The great majority of recent disagreements between hospitals and payers have been about “clinical validation.” In clinical medicine, a set of clinical criteria accepted to define a disease is known as a “gold standard.” “Criterion validity” is established by the “correlation between one measure and another that is assumed to be superior,” i.e. a gold standard set of diagnostic criteria. 

If the payer and the hospital agree on criteria supporting a clinical diagnosis, pre-denial case review discussions will likely be productive. Parties who share the same frame of reference can exchange ideas in an educational atmosphere. Respect, trust, and understanding can be built between clinical and coding professionals during these calls. Agreement between hospitals and payers under these circumstances seems a valid approximation of the true clinical state of the patient. 

Bias related to clinical criteria on either side can create an “illusion of validity” that can lead to overconfidence. If the payer and hospital do not agree on a set of diagnostic criteria, repeated discussions of similar cases will likely meet Albert Einstein’s definition of insanity: doing the same thing over and over again and expecting different results. Peer-to-peer (P2P) discussions between professionals who do not share the same frame of reference will likely be pointless, unless such discussions have the goal of creating agreement on a set of diagnostic criteria. 

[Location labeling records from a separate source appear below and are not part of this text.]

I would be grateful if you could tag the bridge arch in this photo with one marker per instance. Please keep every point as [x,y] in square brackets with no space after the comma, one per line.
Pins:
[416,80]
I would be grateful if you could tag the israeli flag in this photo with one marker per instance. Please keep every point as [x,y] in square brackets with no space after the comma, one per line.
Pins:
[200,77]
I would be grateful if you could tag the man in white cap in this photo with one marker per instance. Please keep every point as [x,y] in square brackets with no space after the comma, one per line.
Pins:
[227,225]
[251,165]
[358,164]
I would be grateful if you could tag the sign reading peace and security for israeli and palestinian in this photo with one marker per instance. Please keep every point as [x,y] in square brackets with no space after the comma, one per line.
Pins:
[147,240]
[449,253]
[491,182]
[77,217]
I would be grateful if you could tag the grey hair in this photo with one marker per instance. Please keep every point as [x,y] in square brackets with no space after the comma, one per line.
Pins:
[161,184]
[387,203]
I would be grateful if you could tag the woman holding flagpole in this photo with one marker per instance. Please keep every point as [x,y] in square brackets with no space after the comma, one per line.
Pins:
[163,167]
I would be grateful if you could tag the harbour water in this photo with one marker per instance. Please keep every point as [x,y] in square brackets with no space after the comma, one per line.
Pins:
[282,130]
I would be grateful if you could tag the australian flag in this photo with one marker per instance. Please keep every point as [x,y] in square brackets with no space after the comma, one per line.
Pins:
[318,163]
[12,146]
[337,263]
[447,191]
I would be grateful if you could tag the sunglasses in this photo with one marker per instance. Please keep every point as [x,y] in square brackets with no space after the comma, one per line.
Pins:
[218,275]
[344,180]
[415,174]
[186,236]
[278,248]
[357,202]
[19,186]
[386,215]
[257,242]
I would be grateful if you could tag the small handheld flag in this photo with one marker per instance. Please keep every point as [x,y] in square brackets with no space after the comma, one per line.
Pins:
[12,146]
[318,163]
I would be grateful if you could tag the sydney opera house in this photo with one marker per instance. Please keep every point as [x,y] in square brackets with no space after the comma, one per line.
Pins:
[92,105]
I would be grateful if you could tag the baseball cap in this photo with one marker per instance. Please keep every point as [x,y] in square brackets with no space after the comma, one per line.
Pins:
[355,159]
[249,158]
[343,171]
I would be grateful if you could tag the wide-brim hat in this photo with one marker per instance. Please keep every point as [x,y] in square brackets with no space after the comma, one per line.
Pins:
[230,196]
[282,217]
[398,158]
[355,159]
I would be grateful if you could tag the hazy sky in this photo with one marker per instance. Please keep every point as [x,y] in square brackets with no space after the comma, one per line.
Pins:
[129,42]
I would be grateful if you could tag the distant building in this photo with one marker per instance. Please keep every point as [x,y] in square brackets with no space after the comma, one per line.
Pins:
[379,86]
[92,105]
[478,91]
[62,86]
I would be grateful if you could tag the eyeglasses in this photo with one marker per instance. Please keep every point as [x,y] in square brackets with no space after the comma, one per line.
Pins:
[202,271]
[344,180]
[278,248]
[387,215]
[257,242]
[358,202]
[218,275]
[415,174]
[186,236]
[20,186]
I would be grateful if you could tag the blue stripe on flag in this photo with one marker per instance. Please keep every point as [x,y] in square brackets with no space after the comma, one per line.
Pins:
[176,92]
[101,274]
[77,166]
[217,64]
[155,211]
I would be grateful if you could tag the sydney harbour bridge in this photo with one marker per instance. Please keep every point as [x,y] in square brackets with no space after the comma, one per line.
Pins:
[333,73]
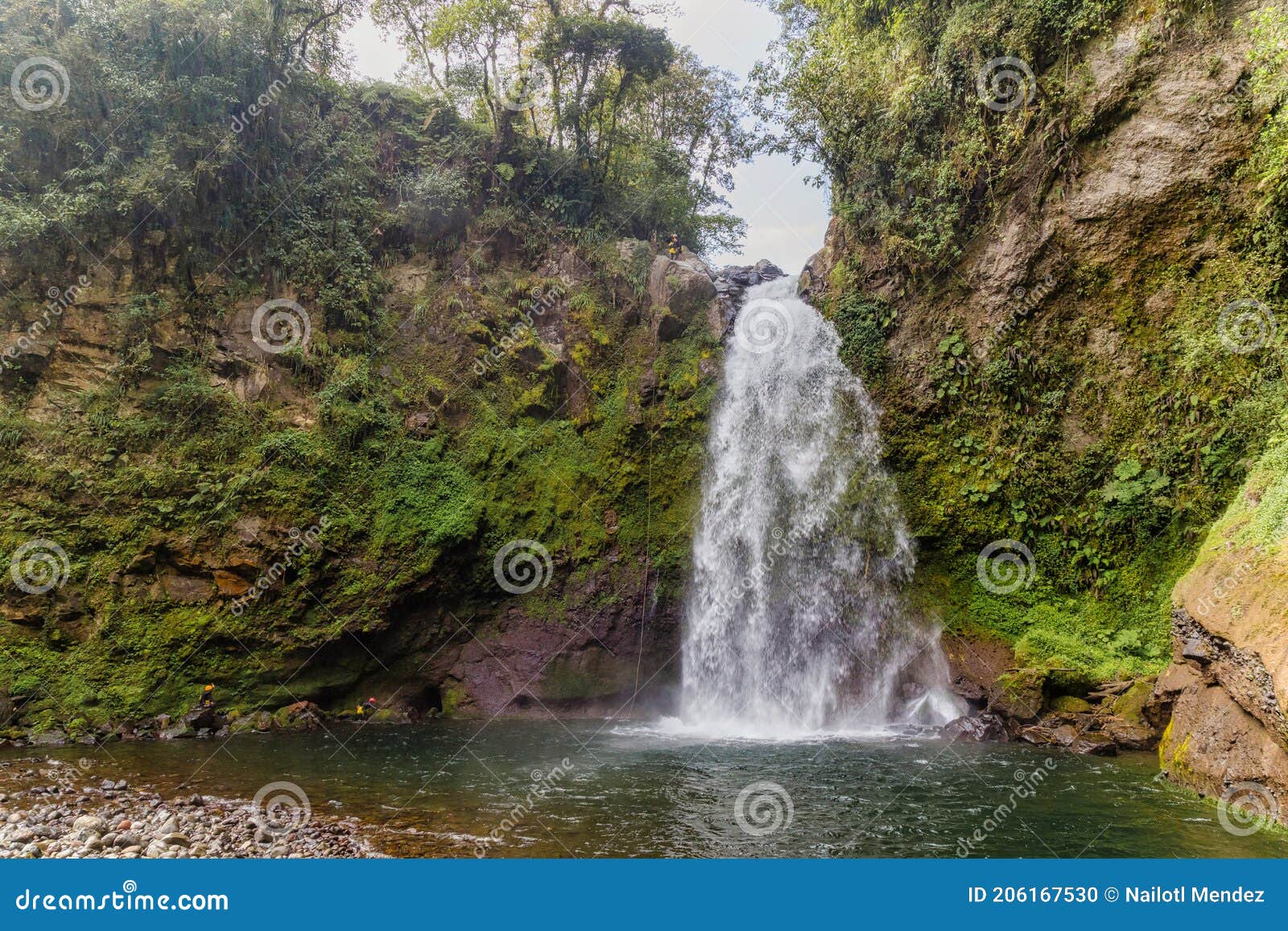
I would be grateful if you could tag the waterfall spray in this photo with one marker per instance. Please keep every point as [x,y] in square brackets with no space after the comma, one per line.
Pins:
[794,622]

Dissenting voices might say that pre-denial case review will take too much time. On the contrary; discussion between skilled professionals would almost certainly save time for all parties. Brief pre-denial discussions can result in resolution or agreement on next steps in a few minutes for many or most cases. The hours currently consumed by exchanging of denial and appeal letters could be avoided by pre-denial case review on those cases.

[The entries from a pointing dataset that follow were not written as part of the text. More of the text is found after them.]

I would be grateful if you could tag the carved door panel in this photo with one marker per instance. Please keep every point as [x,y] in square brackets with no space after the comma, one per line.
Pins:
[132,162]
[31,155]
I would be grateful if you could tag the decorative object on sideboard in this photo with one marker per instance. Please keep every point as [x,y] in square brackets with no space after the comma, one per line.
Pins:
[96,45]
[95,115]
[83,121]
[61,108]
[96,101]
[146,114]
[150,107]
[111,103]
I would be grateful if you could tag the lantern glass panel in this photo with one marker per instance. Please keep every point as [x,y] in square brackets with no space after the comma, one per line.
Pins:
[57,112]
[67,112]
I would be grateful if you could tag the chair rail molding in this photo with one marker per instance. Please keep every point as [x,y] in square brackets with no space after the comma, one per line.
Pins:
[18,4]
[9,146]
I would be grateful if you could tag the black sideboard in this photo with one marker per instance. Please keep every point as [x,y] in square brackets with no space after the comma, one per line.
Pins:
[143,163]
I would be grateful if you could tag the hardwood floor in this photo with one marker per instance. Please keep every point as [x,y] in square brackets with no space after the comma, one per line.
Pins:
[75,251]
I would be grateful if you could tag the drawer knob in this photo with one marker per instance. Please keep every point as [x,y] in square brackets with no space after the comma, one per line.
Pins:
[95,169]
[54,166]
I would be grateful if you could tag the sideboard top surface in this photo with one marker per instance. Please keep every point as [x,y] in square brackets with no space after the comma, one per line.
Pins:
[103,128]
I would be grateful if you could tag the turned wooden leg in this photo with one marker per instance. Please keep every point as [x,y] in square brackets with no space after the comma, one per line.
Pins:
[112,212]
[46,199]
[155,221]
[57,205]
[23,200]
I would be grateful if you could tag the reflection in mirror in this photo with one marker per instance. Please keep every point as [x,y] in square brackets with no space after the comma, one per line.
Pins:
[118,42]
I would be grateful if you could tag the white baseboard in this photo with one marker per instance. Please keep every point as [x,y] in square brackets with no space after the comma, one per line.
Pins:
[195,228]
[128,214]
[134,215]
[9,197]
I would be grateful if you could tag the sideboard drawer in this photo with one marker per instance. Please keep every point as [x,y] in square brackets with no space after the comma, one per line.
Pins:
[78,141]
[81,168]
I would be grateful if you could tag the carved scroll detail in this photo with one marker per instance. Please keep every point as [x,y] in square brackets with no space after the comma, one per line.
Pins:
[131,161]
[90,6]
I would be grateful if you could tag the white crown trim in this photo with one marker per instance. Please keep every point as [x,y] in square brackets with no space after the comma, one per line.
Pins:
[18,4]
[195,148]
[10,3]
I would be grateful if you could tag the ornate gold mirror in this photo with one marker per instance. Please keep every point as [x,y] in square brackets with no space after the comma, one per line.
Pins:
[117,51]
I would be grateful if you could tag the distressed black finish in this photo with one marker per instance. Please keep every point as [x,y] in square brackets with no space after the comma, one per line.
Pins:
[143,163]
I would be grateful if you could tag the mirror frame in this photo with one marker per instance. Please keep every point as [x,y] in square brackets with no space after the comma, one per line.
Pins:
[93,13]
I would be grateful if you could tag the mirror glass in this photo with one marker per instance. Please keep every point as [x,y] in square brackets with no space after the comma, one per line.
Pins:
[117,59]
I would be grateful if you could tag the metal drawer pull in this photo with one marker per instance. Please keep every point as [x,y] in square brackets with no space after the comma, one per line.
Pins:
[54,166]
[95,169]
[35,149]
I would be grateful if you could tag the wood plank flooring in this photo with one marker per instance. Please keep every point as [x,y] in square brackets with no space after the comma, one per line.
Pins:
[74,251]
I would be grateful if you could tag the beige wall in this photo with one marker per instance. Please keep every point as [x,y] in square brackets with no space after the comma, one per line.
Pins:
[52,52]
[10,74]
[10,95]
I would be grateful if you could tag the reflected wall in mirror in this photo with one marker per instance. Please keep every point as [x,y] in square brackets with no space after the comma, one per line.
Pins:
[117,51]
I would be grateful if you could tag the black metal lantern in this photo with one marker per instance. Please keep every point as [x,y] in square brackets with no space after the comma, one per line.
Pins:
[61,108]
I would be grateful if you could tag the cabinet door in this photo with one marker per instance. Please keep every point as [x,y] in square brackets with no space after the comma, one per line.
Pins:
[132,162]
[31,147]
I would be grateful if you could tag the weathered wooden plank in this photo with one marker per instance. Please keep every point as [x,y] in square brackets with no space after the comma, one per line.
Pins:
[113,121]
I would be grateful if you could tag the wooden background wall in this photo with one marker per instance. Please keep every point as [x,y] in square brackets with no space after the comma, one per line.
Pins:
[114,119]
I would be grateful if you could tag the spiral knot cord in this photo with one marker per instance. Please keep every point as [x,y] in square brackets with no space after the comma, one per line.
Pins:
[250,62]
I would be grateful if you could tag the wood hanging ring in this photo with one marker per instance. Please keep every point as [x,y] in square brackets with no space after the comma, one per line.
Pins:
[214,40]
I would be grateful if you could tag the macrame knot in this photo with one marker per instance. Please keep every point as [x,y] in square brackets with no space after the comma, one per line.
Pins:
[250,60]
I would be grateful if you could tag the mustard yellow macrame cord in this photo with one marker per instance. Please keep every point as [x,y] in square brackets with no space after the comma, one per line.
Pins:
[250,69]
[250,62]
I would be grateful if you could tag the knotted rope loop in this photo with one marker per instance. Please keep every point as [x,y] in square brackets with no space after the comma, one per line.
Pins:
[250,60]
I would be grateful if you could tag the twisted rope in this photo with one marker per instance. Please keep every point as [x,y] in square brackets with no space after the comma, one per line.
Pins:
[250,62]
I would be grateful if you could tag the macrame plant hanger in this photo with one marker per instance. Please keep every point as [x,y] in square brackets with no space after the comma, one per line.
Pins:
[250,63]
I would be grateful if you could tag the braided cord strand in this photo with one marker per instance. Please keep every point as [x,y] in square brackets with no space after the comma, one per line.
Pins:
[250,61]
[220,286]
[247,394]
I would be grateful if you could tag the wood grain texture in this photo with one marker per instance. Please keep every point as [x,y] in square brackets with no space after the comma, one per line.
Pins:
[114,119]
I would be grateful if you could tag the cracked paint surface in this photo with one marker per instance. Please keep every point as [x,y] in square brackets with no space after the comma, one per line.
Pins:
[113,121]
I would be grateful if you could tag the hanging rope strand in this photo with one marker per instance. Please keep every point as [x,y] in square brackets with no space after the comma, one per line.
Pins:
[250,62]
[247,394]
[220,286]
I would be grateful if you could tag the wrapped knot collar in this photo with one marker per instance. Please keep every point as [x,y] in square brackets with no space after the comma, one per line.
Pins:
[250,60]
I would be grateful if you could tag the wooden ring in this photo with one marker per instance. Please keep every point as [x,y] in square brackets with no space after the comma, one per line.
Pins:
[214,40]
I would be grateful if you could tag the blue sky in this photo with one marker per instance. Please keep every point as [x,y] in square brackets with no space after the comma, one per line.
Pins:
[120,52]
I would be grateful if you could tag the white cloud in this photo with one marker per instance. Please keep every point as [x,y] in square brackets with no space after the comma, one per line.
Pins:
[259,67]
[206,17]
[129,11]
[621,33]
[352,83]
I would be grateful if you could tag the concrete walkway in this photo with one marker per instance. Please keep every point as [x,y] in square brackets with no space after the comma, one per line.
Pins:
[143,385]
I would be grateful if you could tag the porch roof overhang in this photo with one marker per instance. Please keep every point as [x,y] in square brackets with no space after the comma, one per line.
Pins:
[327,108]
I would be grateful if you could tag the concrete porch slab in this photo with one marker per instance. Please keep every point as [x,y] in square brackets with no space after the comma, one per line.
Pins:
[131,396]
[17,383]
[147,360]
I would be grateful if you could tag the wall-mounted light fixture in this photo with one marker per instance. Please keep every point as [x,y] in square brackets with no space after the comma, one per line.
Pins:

If no agreement on clinical criteria and the significance of patient-specific factors can be reached, both parties will save time and frustration by proceeding directly to impartial dispute resolution. A major reason for inability to reach agreement may be conflicts in interests and incentives motivating the disputing parties.

Alignment of Interests and Incentives 

A simply stated goal of coding and DRG assignment might be accurate healthcare data at low administrative cost. Teamwork and cooperation at multiple levels could contribute greatly to achieving this goal. The concept of therapeutic jurisprudence also may apply to this important work.

Therapeutic jurisprudence presents the “role of law as a therapeutic agent.,” the notion that the law can “promote the psychological or physical well-being of the people it affects.” Laws favoring effective communication and unbiased decision-making could result in teamwork between insurers and hospitals, aligning incentives of the parties as partners in support of accurate healthcare data. 

Why is this Important?

Accurate healthcare data is critically important to achieving good outcomes of care. Quality measures for hospitals and physicians depend on accurate assessment of severity of illness for hospitalized patients. Relative length-of-stay and relative mortality measures depend on accurate case weights, which in turn depend on accurate DRG and code assignment. Outcomes of treatment cannot be evaluated reliably without accurate measures of incidence and prevalence of disease; both measures depend on accurate DRG and code assignment. 

Conclusion

In summary, agreements are likely to be more reasonable approximations of reality than chronically unresolved disputes. Well-intentioned leaders in healthcare, insurance, and government can and should work together to create partnerships that work cooperatively toward shared goals. If hospitals and payers must remain adversaries, at least the processes of respectful discourse and impartial dispute resolution could be strengthened.